The dollar's status as the world's funding currency is in question
U.S. President Donald Trump’s trade war and America First protectionist policies could be helping to accelerate the end of the dollar’s (DX=F) reign as the world’s reserve currency, analysts warn.
Having already instituted worldwide tariffs on steel and aluminum and threatening more taxes on foreign products from China, the European Union and a host of other U.S. allies and rivals, the president is pushing foreign governments to reconsider holding dollars and U.S. Treasury reserves.
“Although the dollar will continue to be used in most trades, there is a possibility that participants in the global economy start to look at alternatives like pricing in euro or pricing in [Chinese] renminbi,” said Karl Schamotta, director of FX strategy and structured products at Cambridge Global Payments in Toronto.
The dollar is a big risk to some countries
Using the dollar has long posed a risk to certain countries. China’s central bank in 2009 called for a global move away from the U.S. dollar after the market turbulence caused by the U.S.-induced global financial crisis. The People’s Bank of China renewed those calls in 2013 after the U.S. government shutdown when House Republicans refused to raise the nation’s debt ceiling, causing a downgrade to the nation’s credit rating.
Further, the dollar’s use as a funding currency means that nations that do business with one another must use dollars instead of their own currencies when purchasing commodities like oil. These nations have no control over the currency’s value, which has at times been volatile.
“There’s a disconnect there, increasingly so as the U.S. is less dominant in terms of the total economic pie in the world,” said John Hardy, head of FX strategy at Saxo Bank in Copenhagen.
However, Omer Esiner, chief market analyst and Commonwealth FX in Washington, says that we’ve seen this story play out before and so far little has changed.
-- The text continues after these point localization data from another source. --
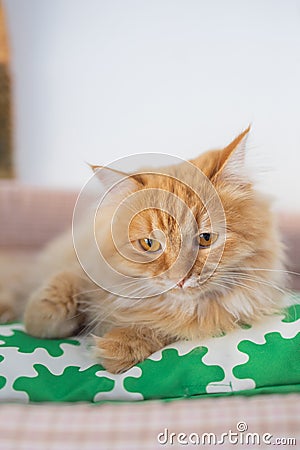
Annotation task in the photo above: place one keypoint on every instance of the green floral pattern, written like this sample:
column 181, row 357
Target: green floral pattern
column 261, row 358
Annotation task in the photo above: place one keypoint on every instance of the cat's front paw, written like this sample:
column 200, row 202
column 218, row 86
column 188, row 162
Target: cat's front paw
column 122, row 348
column 8, row 310
column 52, row 310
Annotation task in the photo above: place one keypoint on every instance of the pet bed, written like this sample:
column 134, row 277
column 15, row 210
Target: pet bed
column 47, row 374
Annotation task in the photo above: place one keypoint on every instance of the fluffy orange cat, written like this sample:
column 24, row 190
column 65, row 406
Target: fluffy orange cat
column 189, row 269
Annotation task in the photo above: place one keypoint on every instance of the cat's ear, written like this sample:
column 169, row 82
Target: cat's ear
column 231, row 161
column 112, row 179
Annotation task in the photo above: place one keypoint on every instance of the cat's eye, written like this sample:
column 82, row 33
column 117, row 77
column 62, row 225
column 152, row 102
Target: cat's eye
column 205, row 240
column 150, row 245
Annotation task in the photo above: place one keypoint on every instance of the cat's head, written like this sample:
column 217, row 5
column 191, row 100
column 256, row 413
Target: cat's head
column 191, row 226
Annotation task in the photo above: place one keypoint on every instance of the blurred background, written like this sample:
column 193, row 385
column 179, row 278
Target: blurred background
column 100, row 79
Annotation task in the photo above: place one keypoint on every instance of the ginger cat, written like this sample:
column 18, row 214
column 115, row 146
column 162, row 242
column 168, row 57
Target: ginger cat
column 182, row 264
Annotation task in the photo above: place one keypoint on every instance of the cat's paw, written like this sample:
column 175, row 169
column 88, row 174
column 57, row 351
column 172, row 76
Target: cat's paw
column 8, row 311
column 52, row 311
column 120, row 349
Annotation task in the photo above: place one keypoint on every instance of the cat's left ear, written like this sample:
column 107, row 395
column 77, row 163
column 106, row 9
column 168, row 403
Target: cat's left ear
column 232, row 158
column 114, row 180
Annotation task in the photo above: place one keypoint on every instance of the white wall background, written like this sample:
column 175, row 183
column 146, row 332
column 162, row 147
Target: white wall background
column 99, row 79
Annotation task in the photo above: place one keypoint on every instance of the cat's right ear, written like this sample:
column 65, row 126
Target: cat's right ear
column 114, row 180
“There’s something to be said about it over a very, very long-term horizon … anything could happen,” he said. “But it ultimately typically comes down to where do global investors see as the most liquid, deepest and reliable financial markets in the world, and that remains the United States.”
The rise of China
What may have changed is that China’s emergence on the world stage has provided an alternative. The country’s renminbi, or yuan, was added in 2016 to the International Monetary Fund’s reserve currency basket and China recently introduced a market to buy crude oil in renminbi rather than dollars.
China’s currency is held in reserves by less than 5% of reserve managers currently, but that could quickly change, says Douglas Borthwick, managing director at Chapdelaine Foreign Exchange in New York.
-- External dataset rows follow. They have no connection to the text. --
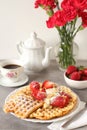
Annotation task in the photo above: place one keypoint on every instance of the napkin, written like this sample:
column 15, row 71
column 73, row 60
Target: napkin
column 78, row 119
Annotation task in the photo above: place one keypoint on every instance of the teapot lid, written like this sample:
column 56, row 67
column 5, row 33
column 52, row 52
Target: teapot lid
column 34, row 42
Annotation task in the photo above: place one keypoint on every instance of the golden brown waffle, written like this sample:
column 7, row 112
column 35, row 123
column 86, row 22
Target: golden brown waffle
column 22, row 104
column 53, row 112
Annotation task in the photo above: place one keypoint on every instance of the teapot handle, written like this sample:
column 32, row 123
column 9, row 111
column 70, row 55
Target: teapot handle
column 19, row 47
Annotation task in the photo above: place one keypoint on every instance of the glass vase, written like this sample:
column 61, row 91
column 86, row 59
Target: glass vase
column 66, row 54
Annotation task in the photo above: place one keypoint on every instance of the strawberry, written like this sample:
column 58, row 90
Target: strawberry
column 34, row 86
column 40, row 95
column 47, row 84
column 75, row 76
column 65, row 94
column 84, row 77
column 71, row 69
column 59, row 101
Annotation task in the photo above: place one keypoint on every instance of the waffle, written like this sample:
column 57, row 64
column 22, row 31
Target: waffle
column 53, row 112
column 23, row 105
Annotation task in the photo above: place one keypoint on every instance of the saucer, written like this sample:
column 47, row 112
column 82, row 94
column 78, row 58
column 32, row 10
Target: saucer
column 23, row 79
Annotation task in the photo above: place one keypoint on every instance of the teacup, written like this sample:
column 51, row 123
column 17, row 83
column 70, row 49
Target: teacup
column 11, row 70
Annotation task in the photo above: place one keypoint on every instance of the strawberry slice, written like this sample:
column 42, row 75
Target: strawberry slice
column 39, row 95
column 34, row 86
column 60, row 101
column 47, row 84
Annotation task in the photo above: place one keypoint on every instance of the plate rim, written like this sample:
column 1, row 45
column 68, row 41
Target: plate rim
column 70, row 114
“The fact is that China is now the No. 1 or No. 2 export market to pretty much every country in the world,” he said. “So the U.S. has lost its dominance as being the No. 1 trading partner to everyone in the world and China’s picked up the pace on that.”
China’s One Belt, One Road initiative has helped create partnerships with countries in Asia as well as Africa and parts of Europe. Central bank leaders in Africa recently have been discussing adopting the yuan as a reserve currency.
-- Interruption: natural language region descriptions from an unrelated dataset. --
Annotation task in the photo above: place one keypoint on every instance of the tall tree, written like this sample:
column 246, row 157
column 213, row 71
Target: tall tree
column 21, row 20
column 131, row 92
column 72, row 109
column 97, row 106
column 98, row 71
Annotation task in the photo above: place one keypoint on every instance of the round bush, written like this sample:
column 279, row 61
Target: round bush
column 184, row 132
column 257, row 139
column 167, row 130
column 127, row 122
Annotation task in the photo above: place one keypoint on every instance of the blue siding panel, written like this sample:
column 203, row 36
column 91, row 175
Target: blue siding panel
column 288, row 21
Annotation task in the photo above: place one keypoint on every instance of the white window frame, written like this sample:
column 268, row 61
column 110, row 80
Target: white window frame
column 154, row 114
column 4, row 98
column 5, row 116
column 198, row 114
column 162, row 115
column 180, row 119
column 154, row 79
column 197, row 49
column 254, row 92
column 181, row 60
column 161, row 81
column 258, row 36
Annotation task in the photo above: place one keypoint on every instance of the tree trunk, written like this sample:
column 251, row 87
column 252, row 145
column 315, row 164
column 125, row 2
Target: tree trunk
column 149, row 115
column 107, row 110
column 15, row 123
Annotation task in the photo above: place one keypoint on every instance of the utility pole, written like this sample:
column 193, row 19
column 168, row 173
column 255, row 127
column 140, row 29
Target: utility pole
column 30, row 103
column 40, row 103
Beijing’s tight control on capital flows and a lack of policy transparency have kept the renminbi from becoming more widely adopted, but that tide has been turning. The European Central Bank converted 500 million euros worth of its dollar reserves into the Chinese currency last year and other banks have said they are considering adding more renminbi reserves in 2018.
Beijing also has reduced its holdings of dollars and slowed its purchases of U.S. Treasuries in recent years as has the Bank of Japan. Since 2013, foreign ownership of U.S. government debt has fallen to 43% from 50% of publicly-held marketable Treasury securities, and the dollar’s share of global currency reserves recently fell to a four-year low.
More than just the dollar
Borthwick also urged that as the U.S. escalates sanctions on Russia, Iran, Venezuela and other countries that are major players in the oil market, they will have greater incentive to migrate away from the dollar.
Recent U.S. conduct has “weaponized” the dollar, Saxo Bank’s Hardy said, and Trump’s latest actions are accelerating efforts to move the world away from it.
More than just moving from the dollar, though, Cambridge’s Schamotta says multinational corporations are beginning to think of cutting the United States out of their supply chains because Trump’s tariff policies go directly against the growing interconnectedness of global business. It could cost companies more to do business in the United States than to move outside and avoid it.
Harley Davidson’s move to do more business in Thailand and the European Union and less in the U.S. could be seen as a recent example.
“You’re already seeing this happen for a number of sectors where cost is rising to manufacture in the United States because you’re importing the intermediate good from somewhere that tariffs are potentially applied to,” he said. “So there’s a lot of unintended consequences here.”